Gardening is a creative act, yet a different experience than art-making. It’s a kind of collaboration with nature, where the gardener and nature can meet each other halfway.” – Justin Richel

It’s from a book called “Creative Block: Get Unstuck, Discover New Ideas. Advice and Projects from 50 Successful Artists” and it’s not the first time I have read about full-time artists and writers turning to gardening for a creative escape from life in the studio. Apparently, gardening is a very common passion of creative people.

I think there’s something about the collaborative nature of it- you do your part, Mother Nature does hers, and what literally grows from that collaboration is really kind of magical.

I get so much from being in the garden every day, even when I’m just keeping things going and it doesn’t feel like much is happening, like in the summer months. It’s being part of something much bigger than myself, in a way. And that relieves a lot of pressure.
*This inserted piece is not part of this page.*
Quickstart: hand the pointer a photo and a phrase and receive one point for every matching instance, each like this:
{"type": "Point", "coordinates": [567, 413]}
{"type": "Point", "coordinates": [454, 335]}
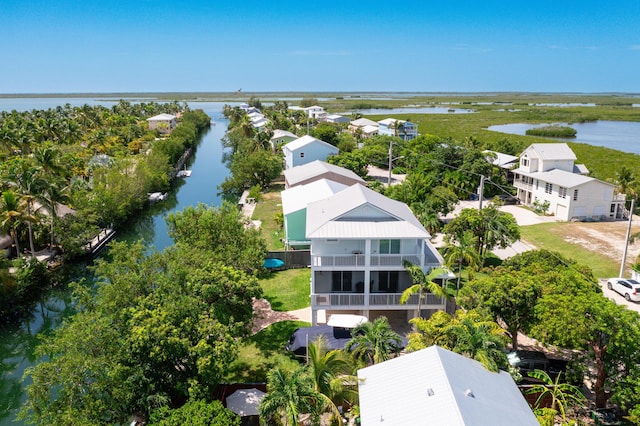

Gardening is one of the few things I do where I’m not subconsciously worried about what the outcome may be or how it looks to other people or if it will be successful on a broader scale. Very few people see my garden (it’s on the back of my house, inside a screened in lanai). Almost no one benefits from it. But it’s a fairly big, grand thing (100 containers and always growing, which *is* pretty big for a container garden on a little patch of pavers) and more than 1,000 hours of my life and energy and time and love and pure passion.

Even when the chips are down (ie summer), it still makes me happier than a lot of other things in life, and more often than not, it makes me happier than making art, which is a HUGE thing to realize. I think because there’s no pressure involved in it, no one else to please or try and appeal to. It’s just me and the dirt and the plants and the seeds. I put in my time and energy and the next day I come out and something new is there to greet me.

It’s a pretty rewarding and fair exchange, when you think about it. Very little in a creative life is like that- usually you toil away at many things and maybe, if you are lucky, something “hits” and it does well. But in the garden… if you toil away, it’s almost ALWAYS “hits”. Where else can you find odds like that in a creative life?